In a shocking outburst this morning, an anonymous little keyboard warrior accused the chief reporter of Southend News Network of being an anonymous little keyboard warrior. It was decided that the individual sending the message was an anonymous little keyboard warrior because a fake name and email address were used, which in effect would classify the sender as an anonymous little keyboard warrior with a complete lack or any identifying information. The message read as follows:

‘That all you got? Your page is a pathetic egotistical attempt for some sort of recognition, popularity or acceptance, I don’t know…. Maybe you were one of those geeky kids who wasn’t very popular and being an anonymous little keyboard warrior is your only outlet. Either way, what you do is pointless. We’re as I’m trying to run a business and you have attempted to damage that business. That my friend has upset me and made me very very vengeful. I’m like one of those dogs with a bone!!!! Let the games begin!!!’

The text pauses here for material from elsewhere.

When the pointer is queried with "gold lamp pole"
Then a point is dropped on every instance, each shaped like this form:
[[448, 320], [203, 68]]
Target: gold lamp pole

In a late development, it has emerged that an IP address was recorded with the message, and as a result there is now a so-called ‘paper trail’ that would lead any applicable law enforcement organisation directly to the sender’s door in the event that things got a bit ‘tasty.’ We spoke to Dr Marvin Spitool, one of the world’s leading experts on keyboard warriors at the University of Old Leigh, and he said: ‘One of the fundamental rules of being a modern keyboard warrior is that you should always refrain from adding your IP address to an abusive message – it’s like driving your car straight into PC World, taking a few iMac laptops and then chucking your fucking gas bill on the floor as you speed off into the distance. Leave your real plates on the car as an added bonus for the CCTV viewer and you might as well just drive straight to your local nick.’


  1. You need to be ultra careful with this one, multiple exclamation marks are a good indication of this. !!!! denotes frothing at the mouth!

  2. ‘we’re as I’m trying to run a business.’ Can the anonymous little keyboard warrior not find the ‘F7’ key on the keyboard? Hopefully the commenter is not running a proofreading business.